FILED
NOT FOR PUBLICATION
NOV 14 2017
UNITED STATES COURT OF APPEALS MOLLY C. DWYER, CLERK
U.S. COURT OF APPEALS
FOR THE NINTH CIRCUIT
ALBERTO ULISES HERNANDEZ- No. 14-72542
MUNOZ,
Agency No. A089-296-568
Petitioner,
v. MEMORANDUM*
JEFFERSON B. SESSIONS III, Attorney
General,
Respondent.
On Petition for Review of an Order of the
Board of Immigration Appeals
Submitted November 6, 2017**
Pasadena, California
Before: REINHARDT, GILMAN,*** and WARDLAW, Circuit Judges.
*
This disposition is not appropriate for publication and is not precedent
except as provided by Ninth Circuit Rule 36-3.
**
The panel unanimously concludes this case is suitable for decision
without oral argument. See Fed. R. App. P. 34(a)(2).
***
The Honorable Ronald Lee Gilman, United States Circuit Judge for
the U.S. Court of Appeals for the Sixth Circuit, sitting by designation.
Hernandez-Munoz applied for adjustment of status to lawful permanent
resident under 8 U.S.C. § 1255(i). Because he was inadmissible due to a single
conviction for possession of a small amount of marijuana, see 8 U.S.C.
§ 1182(a)(2)(A)(i)(II), Hernandez-Munoz also applied for a waiver of
inadmissibility under 8 U.S.C. § 1182(h). On direct examination, Hernandez-
Munoz’s own lawyer elicited admissions from Hernandez-Munoz that he had used
marijuana on numerous prior occasions. The IJ found that Hernandez-Munoz was
ineligible for a waiver of inadmissibility because he had supposedly admitted to
facts constituting the essential elements of numerous counts of marijuana
possession. See 8 U.S.C. § 1182(a)(2)(A)(i). However, the IJ also “note[d] that
were it not for these admissions, the Court would not hesitate in granting
Respondent’s adjustment of status and 212(h) waiver.”
It is well-established under both California and federal law in this circuit that
use of a drug does not necessarily imply possession of that drug. Rather, use is at
most circumstantial evidence of possession. See United States v. Martin, 984 F.2d
308, 311 n.5 (9th Cir. 1993) (citing United States v. Blackston, 940 F.2d 877, 883
(3d Cir. 1991)); Flores-Arellano v. I.N.S., 5 F.3d 360, 363 n.5 (9th Cir. 1993);
People v. Morales, 25 Cal. 4th 34, 44 (2001); People v. Palaschak, 9 Cal. 4th
1236, 1240-41 (1995); People v. Spann, 187 Cal. App. 3d 400, 401-06 (1986);
2
People v. Ayala, 334 P.2d 61, 63 (Cal. Dist. Ct. App. 1959). In fact, in its
supplemental brief the government acknowledges that use is only circumstantial
evidence of possession. Therefore, Hernandez-Munoz’s admissions to using
marijuana were not admissions to “acts which constitute the essential elements of”

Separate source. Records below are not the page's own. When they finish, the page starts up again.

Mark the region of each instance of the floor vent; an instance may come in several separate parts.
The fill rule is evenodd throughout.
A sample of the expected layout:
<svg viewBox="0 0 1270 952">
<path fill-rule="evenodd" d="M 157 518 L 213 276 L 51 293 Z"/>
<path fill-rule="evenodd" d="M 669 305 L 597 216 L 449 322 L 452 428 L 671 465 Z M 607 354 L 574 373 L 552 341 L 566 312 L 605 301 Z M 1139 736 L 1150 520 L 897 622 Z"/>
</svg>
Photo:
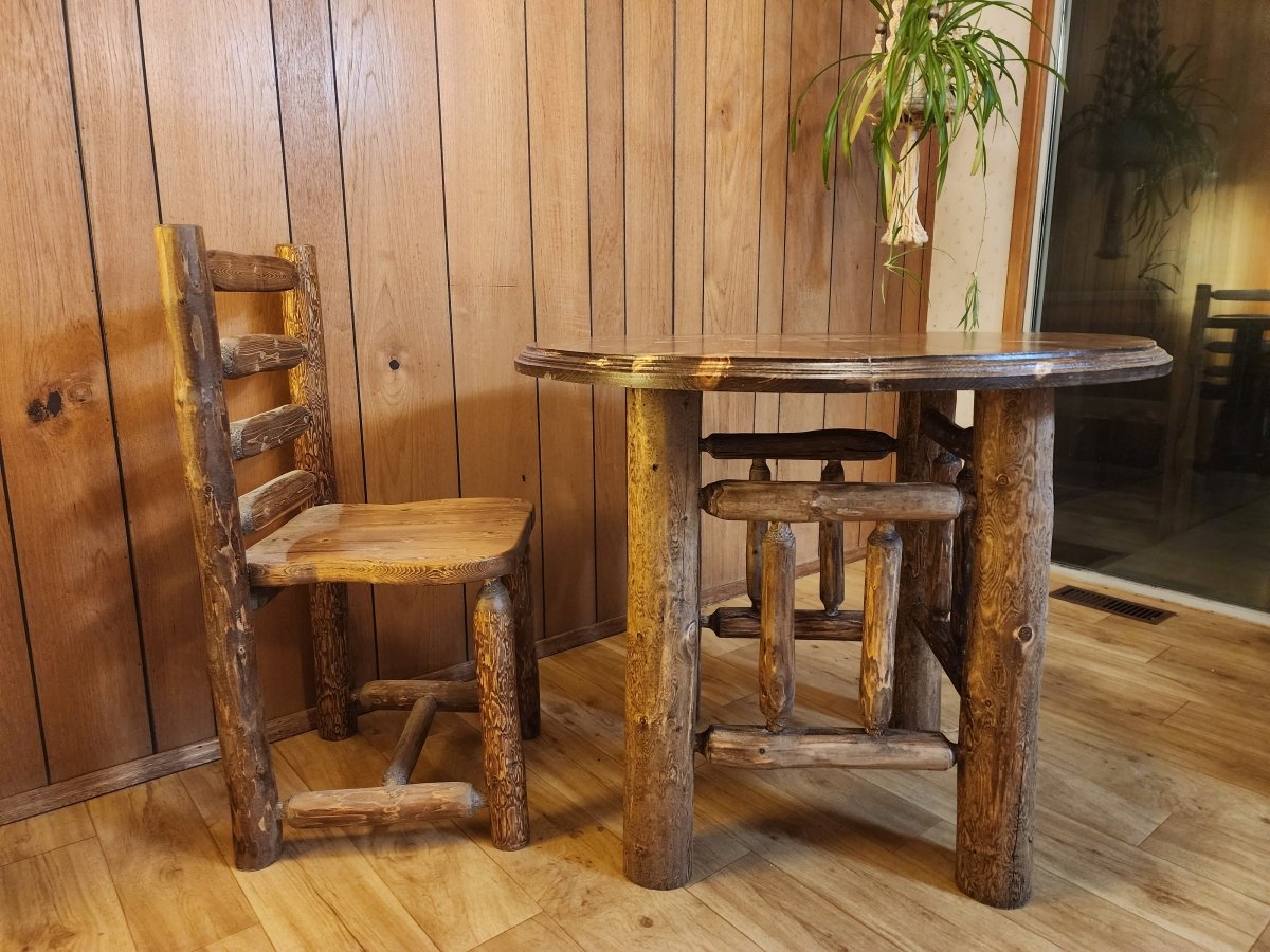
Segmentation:
<svg viewBox="0 0 1270 952">
<path fill-rule="evenodd" d="M 1107 614 L 1118 614 L 1121 618 L 1133 618 L 1147 625 L 1160 625 L 1166 618 L 1172 618 L 1176 612 L 1166 612 L 1163 608 L 1126 602 L 1115 595 L 1104 595 L 1101 592 L 1090 592 L 1076 585 L 1064 585 L 1057 592 L 1049 593 L 1050 598 L 1060 598 L 1064 602 L 1073 602 L 1086 608 L 1096 608 Z"/>
</svg>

marijuana possession. 8 U.S.C. § 1182(a)(2)(A)(i) (emphasis added).1
The government argues that by admitting to acts which constitute
circumstantial evidence of marijuana possession, Hernandez-Munoz assumed a
burden to prove that he did not possess marijuana on each of those occasions. This
argument is contradicted by the plain text of the statute. Hernandez-Munoz is
inadmissible under the relevant provision only if he admitted to the essential
elements of marijuana possession. He did not admit to those essential elements. He
has therefore carried his burden to show his eligibility for relief.
The petition for review is granted and the case is remanded to the BIA for
further proceedings consistent with this disposition.
GRANTED and REMANDED.
1
The government also acknowledges that “it is not . . . a violation of
California [law] to use or be under the influence of marijuana. Nor is it technically
a violation of federal law to use a controlled substance.”